All around us there seemed to be people with pots of tea so I suggested that we go for one in the buffet. It meant a walk outside along deck 13, and although there was a blue sky and sunshine, it was most definitely a late winter afternoon again. The memories of hotter days in the Indian Ocean, when we had temperatures into the high 30s, paid a fleeting visit from the depths of my mind to my consciousness. There will be many such moments in the coming weeks as we settle down in Herefordshire once more.
Back at the cabin our shoes were taken off, and we lay on the bed. The TV navigation channel shows we have crossed Biscay and we will be turning right soon around the Brest peninsular and then into the English Channel.

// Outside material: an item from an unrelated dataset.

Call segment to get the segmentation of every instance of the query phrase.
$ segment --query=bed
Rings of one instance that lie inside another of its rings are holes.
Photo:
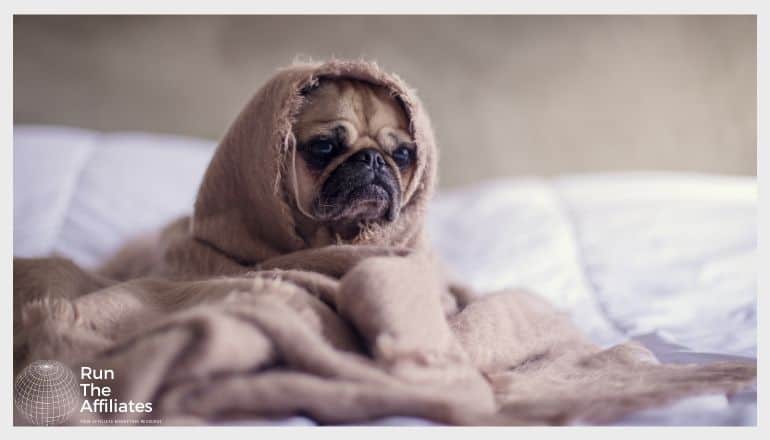
[[[14,255],[58,254],[94,267],[125,240],[189,213],[214,147],[171,135],[15,126]],[[756,359],[756,212],[754,177],[517,177],[440,191],[428,230],[446,264],[479,291],[536,292],[602,346],[636,339],[665,362],[712,362]],[[750,389],[617,424],[756,425],[756,411]]]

The wind has reduced to an acceptable level for our last night on board. Tonight I am sure I will sleep but I also suspect I will wake up to familiar noises as we dock at the Mayflower Cruise Terminal early tomorrow morning.
Well this is the last post I will be sending from Aurora. I will be back online from home when we have settled in and got our heads back to normality. The last 104 days and nights have been terrific, and I am so very sad that it is coming to an end, but I am ready to go home, and looking forward to the comfort of our own bed, and Deb’s tasty meals. We have lots of plans and projects for this year inside the house, and out in the garden.
As I said, the story will continue when I am back at home, and soon I will be planning how to put our adventures into a new book, but for now it is a cheerio from Aurora.
I’d like to thank all the people we have met and chatted to during the cruise and shared our lives for three months. Also, thanks to everyone who has been following our blog since that chilly night in January.
We have finished chasing the sunrise across the three major oceans of the world but we can look forward to the thrill of another cruise in just three months’ time on little Adonia.